Yegor Gaidar, the grandson of Russian writers Arkadi Gaidar and Pavel Bazhov, was born in Moscow in 1956. He started his political career in 1991, when he was appointed deputy prime minister. Gaidar served as Russia's first finance minister under Boris Yeltsin. In January 1992 he made a risky decision to deliberate prices devaluating generation's savings overnight. The only hope was that real prices would bring real money, allowing supply and demand to meet each other. On December 14 1992, he was replaced by Viktor Chernomyrdin, but regained his position of the First Vice-Premier under Chernomyrdin as a deliberate snub to the opposition.
In 1993 Duma elections Gaidar was the leader of the pro-government bloc Russia's Choice.

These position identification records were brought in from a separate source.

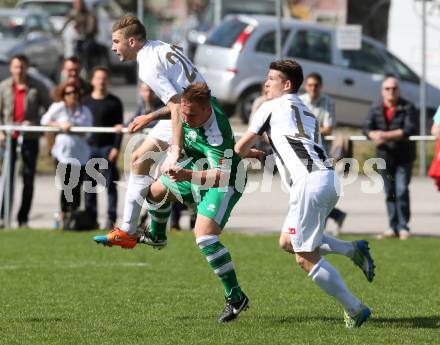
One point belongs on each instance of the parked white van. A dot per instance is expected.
(235, 58)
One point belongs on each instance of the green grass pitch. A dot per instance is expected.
(61, 288)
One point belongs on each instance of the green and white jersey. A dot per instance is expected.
(211, 146)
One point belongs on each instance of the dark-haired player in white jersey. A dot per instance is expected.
(167, 71)
(295, 138)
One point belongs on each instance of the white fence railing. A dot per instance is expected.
(9, 129)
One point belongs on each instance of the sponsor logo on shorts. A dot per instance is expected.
(192, 135)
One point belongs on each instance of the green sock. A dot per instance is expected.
(220, 261)
(158, 221)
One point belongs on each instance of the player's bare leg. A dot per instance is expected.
(142, 161)
(207, 234)
(357, 251)
(330, 281)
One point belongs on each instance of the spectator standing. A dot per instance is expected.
(434, 170)
(323, 107)
(107, 111)
(148, 103)
(22, 99)
(70, 150)
(71, 73)
(389, 124)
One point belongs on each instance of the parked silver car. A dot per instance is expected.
(107, 12)
(30, 33)
(236, 56)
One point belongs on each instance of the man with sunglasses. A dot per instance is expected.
(389, 123)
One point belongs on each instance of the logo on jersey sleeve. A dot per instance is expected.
(192, 135)
(292, 231)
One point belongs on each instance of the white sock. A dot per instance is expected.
(329, 280)
(332, 245)
(137, 190)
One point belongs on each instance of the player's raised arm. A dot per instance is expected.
(177, 134)
(244, 146)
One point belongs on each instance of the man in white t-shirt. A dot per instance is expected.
(167, 71)
(294, 134)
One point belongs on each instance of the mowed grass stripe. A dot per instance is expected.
(61, 288)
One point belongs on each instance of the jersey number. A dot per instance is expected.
(177, 52)
(301, 133)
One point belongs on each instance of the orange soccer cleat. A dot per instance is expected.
(117, 237)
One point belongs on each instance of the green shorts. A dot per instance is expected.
(213, 203)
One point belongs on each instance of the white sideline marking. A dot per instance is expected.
(76, 265)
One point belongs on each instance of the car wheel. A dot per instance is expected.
(246, 100)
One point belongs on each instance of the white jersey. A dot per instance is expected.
(294, 136)
(165, 69)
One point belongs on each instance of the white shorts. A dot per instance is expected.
(311, 200)
(162, 131)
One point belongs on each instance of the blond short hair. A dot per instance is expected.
(198, 93)
(130, 26)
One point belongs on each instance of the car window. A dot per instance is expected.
(311, 45)
(11, 26)
(111, 8)
(248, 7)
(404, 72)
(226, 33)
(266, 44)
(52, 8)
(367, 59)
(34, 23)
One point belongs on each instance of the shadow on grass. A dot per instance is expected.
(41, 319)
(431, 322)
(428, 322)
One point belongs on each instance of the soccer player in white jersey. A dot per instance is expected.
(296, 140)
(167, 71)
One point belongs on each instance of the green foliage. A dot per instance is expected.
(61, 288)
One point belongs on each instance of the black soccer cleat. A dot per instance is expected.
(232, 309)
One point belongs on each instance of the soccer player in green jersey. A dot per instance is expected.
(208, 177)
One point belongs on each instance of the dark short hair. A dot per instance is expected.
(99, 68)
(316, 76)
(59, 91)
(20, 57)
(130, 25)
(292, 70)
(198, 92)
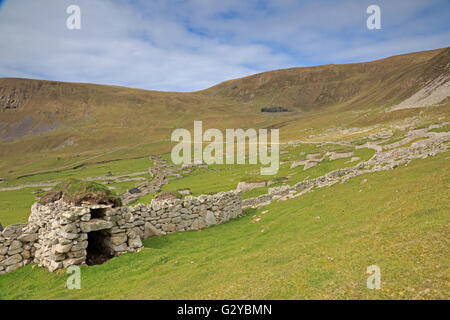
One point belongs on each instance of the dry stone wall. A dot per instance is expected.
(59, 235)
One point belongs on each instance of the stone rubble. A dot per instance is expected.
(385, 158)
(58, 234)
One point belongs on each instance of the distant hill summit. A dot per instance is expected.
(370, 84)
(74, 121)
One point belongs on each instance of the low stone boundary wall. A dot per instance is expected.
(58, 235)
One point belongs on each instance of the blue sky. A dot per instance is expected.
(186, 45)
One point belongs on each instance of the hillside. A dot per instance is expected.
(41, 121)
(362, 181)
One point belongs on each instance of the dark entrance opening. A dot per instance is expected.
(98, 213)
(97, 250)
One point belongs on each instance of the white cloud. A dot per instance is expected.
(194, 44)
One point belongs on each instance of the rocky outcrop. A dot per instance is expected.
(247, 186)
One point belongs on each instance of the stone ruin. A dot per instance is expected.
(59, 235)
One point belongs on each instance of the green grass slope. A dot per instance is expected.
(398, 220)
(78, 123)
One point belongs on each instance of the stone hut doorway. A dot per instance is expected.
(98, 251)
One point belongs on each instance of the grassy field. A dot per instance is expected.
(398, 220)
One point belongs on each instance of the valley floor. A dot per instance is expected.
(317, 246)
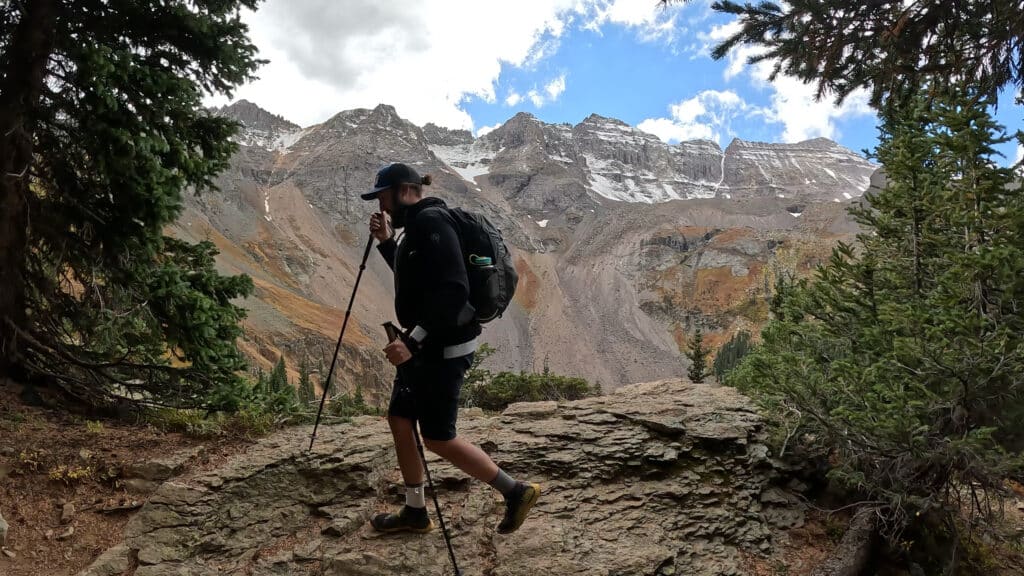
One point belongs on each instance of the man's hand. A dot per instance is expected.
(397, 353)
(380, 227)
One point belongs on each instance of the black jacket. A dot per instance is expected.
(431, 289)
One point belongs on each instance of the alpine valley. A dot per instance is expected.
(625, 245)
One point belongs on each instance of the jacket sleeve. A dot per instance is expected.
(387, 249)
(446, 289)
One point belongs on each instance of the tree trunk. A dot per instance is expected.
(850, 558)
(23, 78)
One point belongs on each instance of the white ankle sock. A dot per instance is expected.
(415, 497)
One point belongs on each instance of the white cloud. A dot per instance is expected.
(485, 129)
(793, 104)
(423, 56)
(706, 116)
(555, 87)
(538, 97)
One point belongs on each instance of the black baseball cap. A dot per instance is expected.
(392, 174)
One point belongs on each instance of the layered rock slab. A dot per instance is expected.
(660, 478)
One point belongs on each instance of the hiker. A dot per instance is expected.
(432, 356)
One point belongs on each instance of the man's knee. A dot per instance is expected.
(439, 447)
(399, 424)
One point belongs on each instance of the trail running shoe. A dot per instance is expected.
(517, 505)
(407, 520)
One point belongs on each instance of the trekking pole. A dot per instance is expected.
(437, 507)
(337, 347)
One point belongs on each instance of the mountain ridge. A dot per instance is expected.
(609, 290)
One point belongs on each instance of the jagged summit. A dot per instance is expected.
(438, 135)
(601, 158)
(254, 117)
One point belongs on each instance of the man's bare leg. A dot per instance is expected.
(404, 447)
(519, 496)
(468, 457)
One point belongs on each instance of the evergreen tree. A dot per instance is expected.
(307, 395)
(731, 354)
(698, 358)
(282, 397)
(890, 47)
(904, 358)
(279, 376)
(101, 128)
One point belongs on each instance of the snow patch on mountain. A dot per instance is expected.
(469, 161)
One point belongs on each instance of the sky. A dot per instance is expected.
(474, 64)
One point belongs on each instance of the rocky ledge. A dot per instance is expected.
(658, 479)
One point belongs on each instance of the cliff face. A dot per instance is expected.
(662, 478)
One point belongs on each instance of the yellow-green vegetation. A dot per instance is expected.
(497, 392)
(70, 474)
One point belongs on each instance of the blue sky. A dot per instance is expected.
(474, 64)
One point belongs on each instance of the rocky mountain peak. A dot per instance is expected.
(255, 118)
(438, 135)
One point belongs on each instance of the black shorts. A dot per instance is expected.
(427, 389)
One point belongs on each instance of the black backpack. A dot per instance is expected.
(488, 263)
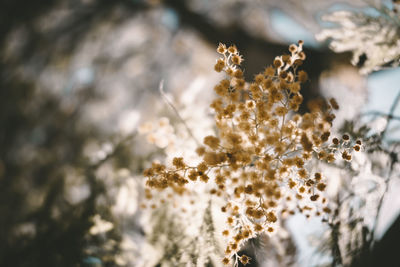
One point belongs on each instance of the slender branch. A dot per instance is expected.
(391, 113)
(164, 96)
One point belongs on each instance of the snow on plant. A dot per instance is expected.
(261, 161)
(373, 37)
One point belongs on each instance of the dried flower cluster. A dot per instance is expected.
(259, 162)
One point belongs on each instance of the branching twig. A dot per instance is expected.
(164, 96)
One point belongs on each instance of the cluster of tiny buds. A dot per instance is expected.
(259, 163)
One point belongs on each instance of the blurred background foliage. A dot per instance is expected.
(78, 77)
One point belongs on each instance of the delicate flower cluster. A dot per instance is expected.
(260, 160)
(373, 38)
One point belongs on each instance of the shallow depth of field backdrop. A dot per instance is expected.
(93, 91)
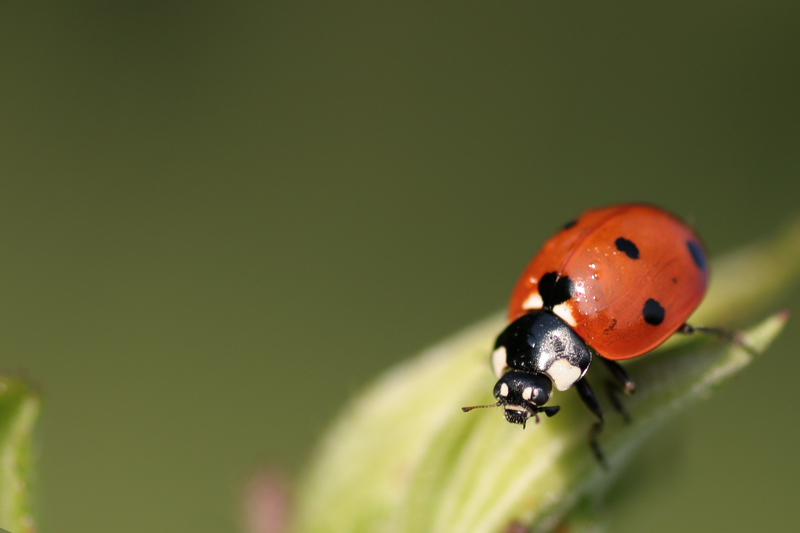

However, due to the bloc's failure to win the plurality of votes in the election, Gaidar's role in the government diminished and he finally resigned on 20 January 1994.
From June 1994 to May 2001 Yegor Gaidar was the chairman for the Democratic Choice of Russia. In 1999-2003 he served as a member of the Russian parliament, a member of the Committee for the Budget and Taxes and a co-chairman for the Union of Right Forces Party.
After leaving the office, Yegor Gaidar took part in a conference in Ireland in 2006, where he suddenly fell ill just days after Litvinenko was poisoned. After recovery Gaidar claimed he became a victim of some enemies of the Kremlin.
Yegor Gaidar died aged 53 in his house outside Moscow on December 16, 2009. Gaidar died of pulmonary edema, provoked by myocardial ischemia.